Comparisons of objects with diﬀerent numbers of nodes, length of strings, size or shapes creates a possible breakdown in the meaning or utility of a symmetric distance or similarity measure, like the Euclidean distance or the Tanimoto similarity. A very simple example from the social sciences regards clustering a larger group of individuals into a number of social cliques. Individuals rank their feelings or perceptions of one another, say, on a scale from 1 to 10. It is easy to see how a proximity matrix of such values is asymmetric since the pairwise values between individuals may diﬀer - Ida likes Joey (the (Ida, Joey) entry), but Joey just tolerates Ida (the (Joey, Ida) entry). Such data can then be clustered to ﬁnd groups of like-minded individuals (social cliques). Another simple example involves shapes. Two objects of the same shape, two triangles, might be quite “similar” to an observer, but a symmetric measure would measure them as quite dissimilar, if the two triangles are quite diﬀerent in size. Thus, any asymmetric measure is one in which the order of the comparison of two objects may result in the a measure having diﬀerent values.

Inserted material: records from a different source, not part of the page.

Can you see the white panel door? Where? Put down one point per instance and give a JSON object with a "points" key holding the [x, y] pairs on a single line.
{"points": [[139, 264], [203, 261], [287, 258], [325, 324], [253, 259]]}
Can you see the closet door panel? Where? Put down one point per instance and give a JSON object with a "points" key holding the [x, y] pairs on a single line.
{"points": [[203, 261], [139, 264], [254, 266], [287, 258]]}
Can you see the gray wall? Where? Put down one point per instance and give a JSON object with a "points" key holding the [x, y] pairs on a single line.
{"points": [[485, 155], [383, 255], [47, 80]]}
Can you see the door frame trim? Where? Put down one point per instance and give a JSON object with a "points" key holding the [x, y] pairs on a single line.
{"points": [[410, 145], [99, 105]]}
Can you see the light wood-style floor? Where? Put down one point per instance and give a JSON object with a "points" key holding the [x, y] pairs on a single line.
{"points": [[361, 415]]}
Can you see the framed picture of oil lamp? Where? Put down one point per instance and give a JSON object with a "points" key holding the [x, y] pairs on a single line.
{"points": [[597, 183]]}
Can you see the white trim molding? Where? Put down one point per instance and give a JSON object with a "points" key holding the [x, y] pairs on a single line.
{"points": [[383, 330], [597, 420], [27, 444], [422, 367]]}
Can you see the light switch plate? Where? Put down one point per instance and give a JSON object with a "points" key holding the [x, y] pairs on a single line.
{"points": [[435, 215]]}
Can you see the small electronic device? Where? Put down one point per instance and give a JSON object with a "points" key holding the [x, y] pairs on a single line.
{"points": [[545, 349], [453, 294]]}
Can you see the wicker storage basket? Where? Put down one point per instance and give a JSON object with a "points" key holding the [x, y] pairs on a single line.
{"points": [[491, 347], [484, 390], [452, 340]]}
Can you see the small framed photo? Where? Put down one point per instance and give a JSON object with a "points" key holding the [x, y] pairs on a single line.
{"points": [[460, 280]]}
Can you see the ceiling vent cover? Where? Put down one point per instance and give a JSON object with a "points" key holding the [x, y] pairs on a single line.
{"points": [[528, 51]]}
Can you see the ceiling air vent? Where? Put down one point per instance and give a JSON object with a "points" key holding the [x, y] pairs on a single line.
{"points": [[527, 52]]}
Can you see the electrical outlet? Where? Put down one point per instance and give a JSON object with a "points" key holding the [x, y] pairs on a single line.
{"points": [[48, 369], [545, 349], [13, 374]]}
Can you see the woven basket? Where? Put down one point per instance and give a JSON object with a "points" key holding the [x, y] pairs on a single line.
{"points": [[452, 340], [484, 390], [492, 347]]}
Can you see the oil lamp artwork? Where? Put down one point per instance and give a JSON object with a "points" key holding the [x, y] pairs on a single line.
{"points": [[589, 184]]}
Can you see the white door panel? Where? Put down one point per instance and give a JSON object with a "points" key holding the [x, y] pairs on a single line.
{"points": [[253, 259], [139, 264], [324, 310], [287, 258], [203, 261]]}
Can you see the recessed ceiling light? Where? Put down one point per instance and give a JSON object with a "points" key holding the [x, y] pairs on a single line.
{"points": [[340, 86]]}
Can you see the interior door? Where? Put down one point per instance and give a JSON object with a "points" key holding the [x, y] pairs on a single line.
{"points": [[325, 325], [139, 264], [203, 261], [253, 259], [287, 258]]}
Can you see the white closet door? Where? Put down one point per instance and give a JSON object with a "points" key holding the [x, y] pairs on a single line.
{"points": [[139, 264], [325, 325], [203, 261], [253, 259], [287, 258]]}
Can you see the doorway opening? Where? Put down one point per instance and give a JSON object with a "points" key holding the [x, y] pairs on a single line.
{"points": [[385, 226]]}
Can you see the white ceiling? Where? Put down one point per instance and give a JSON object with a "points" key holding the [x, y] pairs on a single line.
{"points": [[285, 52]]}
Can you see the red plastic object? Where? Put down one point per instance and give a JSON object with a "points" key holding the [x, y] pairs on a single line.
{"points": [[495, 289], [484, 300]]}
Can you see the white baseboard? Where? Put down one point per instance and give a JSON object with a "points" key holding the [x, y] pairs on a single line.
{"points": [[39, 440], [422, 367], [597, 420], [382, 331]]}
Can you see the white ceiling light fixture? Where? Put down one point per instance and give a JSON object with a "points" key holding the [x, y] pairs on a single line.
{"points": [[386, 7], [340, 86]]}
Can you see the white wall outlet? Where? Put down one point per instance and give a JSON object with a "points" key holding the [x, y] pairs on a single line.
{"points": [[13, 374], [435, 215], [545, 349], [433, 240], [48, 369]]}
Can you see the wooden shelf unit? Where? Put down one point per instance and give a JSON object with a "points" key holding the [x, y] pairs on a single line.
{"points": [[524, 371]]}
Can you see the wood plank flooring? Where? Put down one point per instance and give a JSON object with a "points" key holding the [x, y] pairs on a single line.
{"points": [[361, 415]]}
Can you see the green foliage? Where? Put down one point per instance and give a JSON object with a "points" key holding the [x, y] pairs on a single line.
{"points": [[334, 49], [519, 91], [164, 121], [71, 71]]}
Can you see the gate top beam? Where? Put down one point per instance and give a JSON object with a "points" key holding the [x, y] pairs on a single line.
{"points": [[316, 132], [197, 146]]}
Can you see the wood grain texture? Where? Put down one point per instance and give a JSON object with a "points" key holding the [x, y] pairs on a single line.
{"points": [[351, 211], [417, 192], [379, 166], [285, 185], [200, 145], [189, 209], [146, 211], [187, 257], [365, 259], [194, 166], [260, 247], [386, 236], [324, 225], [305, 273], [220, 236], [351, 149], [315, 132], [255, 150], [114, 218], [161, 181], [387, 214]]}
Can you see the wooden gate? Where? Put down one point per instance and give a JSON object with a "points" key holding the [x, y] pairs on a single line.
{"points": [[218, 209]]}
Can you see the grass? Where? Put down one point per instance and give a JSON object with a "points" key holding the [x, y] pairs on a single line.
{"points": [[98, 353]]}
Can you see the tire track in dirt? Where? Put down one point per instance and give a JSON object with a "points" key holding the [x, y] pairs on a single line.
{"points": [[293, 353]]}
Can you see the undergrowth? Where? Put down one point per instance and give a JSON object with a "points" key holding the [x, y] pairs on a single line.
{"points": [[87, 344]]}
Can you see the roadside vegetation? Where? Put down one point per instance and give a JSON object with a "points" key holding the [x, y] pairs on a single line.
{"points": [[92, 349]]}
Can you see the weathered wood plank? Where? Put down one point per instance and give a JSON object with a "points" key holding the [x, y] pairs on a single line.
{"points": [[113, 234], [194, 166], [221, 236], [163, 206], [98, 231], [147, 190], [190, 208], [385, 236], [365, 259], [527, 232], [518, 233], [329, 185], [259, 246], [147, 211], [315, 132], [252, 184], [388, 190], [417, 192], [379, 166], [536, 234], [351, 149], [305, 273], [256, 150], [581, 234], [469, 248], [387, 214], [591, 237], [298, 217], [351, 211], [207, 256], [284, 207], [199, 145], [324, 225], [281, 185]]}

In Figure 8.1, there are two objects (in (a) and (b)) being compared. A similarity measure would ﬁnd these objects to be quite “diﬀerent” if their size diﬀerence is included in the similarity comparison. However, the fact that the triangle in Figure 8.1b can “ﬁt into” the triangle in Figure 8.1a may be an interesting way to group these objects together. An asymmetric measure would have a high value for the case of Figure 8.1b being compared with Figure 8.1a and an low value for the case of the object in Figure 8.1a “ﬁtting” into the triangle depicted in Figure 8.1b.